Presentation: Viable (asx, many years) -> degenerating (loses ability to evade immune system, localized inflammation) -> non-viable (calcified granulomas, can still cause szx)
- Most common form of neurocysticercosis, > 60% of cases
- 3-5 years after infection but can occur > 30 years after initial exposure.
- Seizure = most common manifestation. Occur in setting of cysts degeneration or granulomas.
- Endemic areas: NCC is the most common cause of adult onset seizure
- Headaches, usually mild
- Rare complications: vision, focal neuro, meningitis, encephalitis (higher parasitic load)
- Most, however, are asx and diagnosed incidentally.
- When NCC occurs in the spine, eyes, ventricles, subarachnoid space. More commonly in adults.
- Can cause increased ICH, hydrocephalous
- Sub-arachnoid form is most severe, esp in the basilar cisterns. 5% of cases.
- Spinal: 1% of cases, can cause localized/dermatomal pain.
- Ocular: 1-3% of cases, impaired vision, eye pain, diplopia, chlorioretinitis, retinal detachment.
- Extra Neural
- Most common: muscles, subcutaneous
- Cardiac has been described…
- Stool O&P can help
- Eosinophilia is uncommon
- Imaging: Clinical history, endemic history, enhancing cystic lesion on MRI is very likely.
- CT: Useful for IDing calcifications, parenchymal cysticerci, and eye involvement
- MRI: Useful for small lesions, degenerative changes, edema, and visualizing scolices within calcified lesion
(Mahale et al. Extraparenchymal (Racemose) Neurocysticercosis and Its Multitude Manifestations: A Comprehensive Review. J Clin Neurol. 2015 Jul;11(3):203-211)
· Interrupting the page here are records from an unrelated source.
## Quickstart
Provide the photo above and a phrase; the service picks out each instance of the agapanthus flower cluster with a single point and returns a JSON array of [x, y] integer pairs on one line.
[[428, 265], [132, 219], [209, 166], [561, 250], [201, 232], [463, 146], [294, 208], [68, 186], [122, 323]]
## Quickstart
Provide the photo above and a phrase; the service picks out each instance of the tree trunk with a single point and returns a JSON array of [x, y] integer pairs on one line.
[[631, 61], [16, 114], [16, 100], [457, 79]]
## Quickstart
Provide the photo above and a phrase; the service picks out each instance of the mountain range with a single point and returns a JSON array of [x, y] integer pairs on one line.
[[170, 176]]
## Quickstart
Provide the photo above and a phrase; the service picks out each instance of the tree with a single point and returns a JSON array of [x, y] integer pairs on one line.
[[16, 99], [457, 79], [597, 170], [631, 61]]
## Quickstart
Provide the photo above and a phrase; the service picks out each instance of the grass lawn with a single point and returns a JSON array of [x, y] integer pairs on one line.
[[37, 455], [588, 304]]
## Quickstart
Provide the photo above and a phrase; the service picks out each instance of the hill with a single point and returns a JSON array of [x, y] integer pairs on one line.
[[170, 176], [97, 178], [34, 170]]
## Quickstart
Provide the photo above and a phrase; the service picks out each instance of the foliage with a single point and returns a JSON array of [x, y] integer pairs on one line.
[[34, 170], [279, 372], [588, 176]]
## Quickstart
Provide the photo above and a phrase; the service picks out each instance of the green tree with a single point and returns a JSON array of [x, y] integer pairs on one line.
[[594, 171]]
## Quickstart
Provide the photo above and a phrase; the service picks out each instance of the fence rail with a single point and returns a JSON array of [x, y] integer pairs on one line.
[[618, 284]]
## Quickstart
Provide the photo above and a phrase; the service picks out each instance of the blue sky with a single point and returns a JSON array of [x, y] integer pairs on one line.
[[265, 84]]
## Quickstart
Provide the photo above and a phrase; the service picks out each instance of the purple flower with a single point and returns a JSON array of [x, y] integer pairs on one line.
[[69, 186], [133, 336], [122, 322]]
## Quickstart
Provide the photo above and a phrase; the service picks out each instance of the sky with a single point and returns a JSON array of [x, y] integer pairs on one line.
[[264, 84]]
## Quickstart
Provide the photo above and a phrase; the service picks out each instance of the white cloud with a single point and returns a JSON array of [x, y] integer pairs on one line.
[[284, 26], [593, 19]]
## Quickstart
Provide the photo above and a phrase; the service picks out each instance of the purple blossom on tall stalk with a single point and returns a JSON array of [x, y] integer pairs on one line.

- Serology: Should be performed for confirmation Enzyme Linked Immunoelectrotransfer Blot Ab is highly sensitive and specific, but takes time and availability is limited.
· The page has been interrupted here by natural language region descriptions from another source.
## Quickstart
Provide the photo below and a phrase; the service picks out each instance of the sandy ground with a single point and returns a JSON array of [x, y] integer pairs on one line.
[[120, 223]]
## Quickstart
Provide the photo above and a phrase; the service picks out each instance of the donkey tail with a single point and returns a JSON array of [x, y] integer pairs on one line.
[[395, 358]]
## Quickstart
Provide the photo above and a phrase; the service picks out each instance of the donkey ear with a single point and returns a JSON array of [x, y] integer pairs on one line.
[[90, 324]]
- Latest IDSA Recommendation in 2018
- Calcified lesions: symptomatic management only with anti-epileptics
- Enhancing lesions
- Patients who acquired NCC in a non-endemic area should have their household members screened.
- Screen for latent TB, strongyloides infection given possibility of prolonged steroid use
- Fundoscopic exam is recommended for all patients with NCC
- Prior to anti-parasitic therapy, all patients should be treated with corticosteroids prior to initiation.
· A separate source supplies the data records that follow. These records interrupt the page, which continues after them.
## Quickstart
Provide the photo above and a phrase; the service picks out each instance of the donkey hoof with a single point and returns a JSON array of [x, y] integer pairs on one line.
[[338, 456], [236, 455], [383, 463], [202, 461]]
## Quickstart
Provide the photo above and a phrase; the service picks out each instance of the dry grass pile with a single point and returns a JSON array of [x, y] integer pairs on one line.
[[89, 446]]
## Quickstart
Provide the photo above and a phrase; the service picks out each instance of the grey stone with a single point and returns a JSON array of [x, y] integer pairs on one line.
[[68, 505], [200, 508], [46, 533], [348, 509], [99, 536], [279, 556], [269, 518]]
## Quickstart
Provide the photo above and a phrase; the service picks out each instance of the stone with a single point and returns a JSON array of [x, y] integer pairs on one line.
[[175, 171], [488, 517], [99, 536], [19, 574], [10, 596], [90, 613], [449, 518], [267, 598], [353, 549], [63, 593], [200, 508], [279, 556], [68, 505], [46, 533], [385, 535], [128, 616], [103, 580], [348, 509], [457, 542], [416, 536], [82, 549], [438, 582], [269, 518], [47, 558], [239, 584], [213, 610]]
- Anti-epileptics should be used in all patients with seizures.
- Albendazole + praziquantel is better than monotherapy with albendazole if greater than 2 lesions. 1-2 lesions, monotherapy with albendazole should suffice.
- Intraventricular neurocysticercosis
- Minimally invasive surgical removal prior to antiparasitic therapy to minimize inflammatory response.
- Subarachnoid neurocysticercosis in the basilar cisterns or Sylvian fissures
- Prolong course of anti-parasitic until radiologic resolution, can last more than a year.
- Corticosteroids recommended while on treatment but methotrexate can be considered a steroid-sparing agent in patients requiring prolonged anti-inflammatory.
- Surgery case by case
- Spinal neurocysticercosis
- Combination surgery and anti-parasitics, start steroids first with evidence of spinal cord dysfunction and prior to antiparasitics
- Surgery preferred over medical management.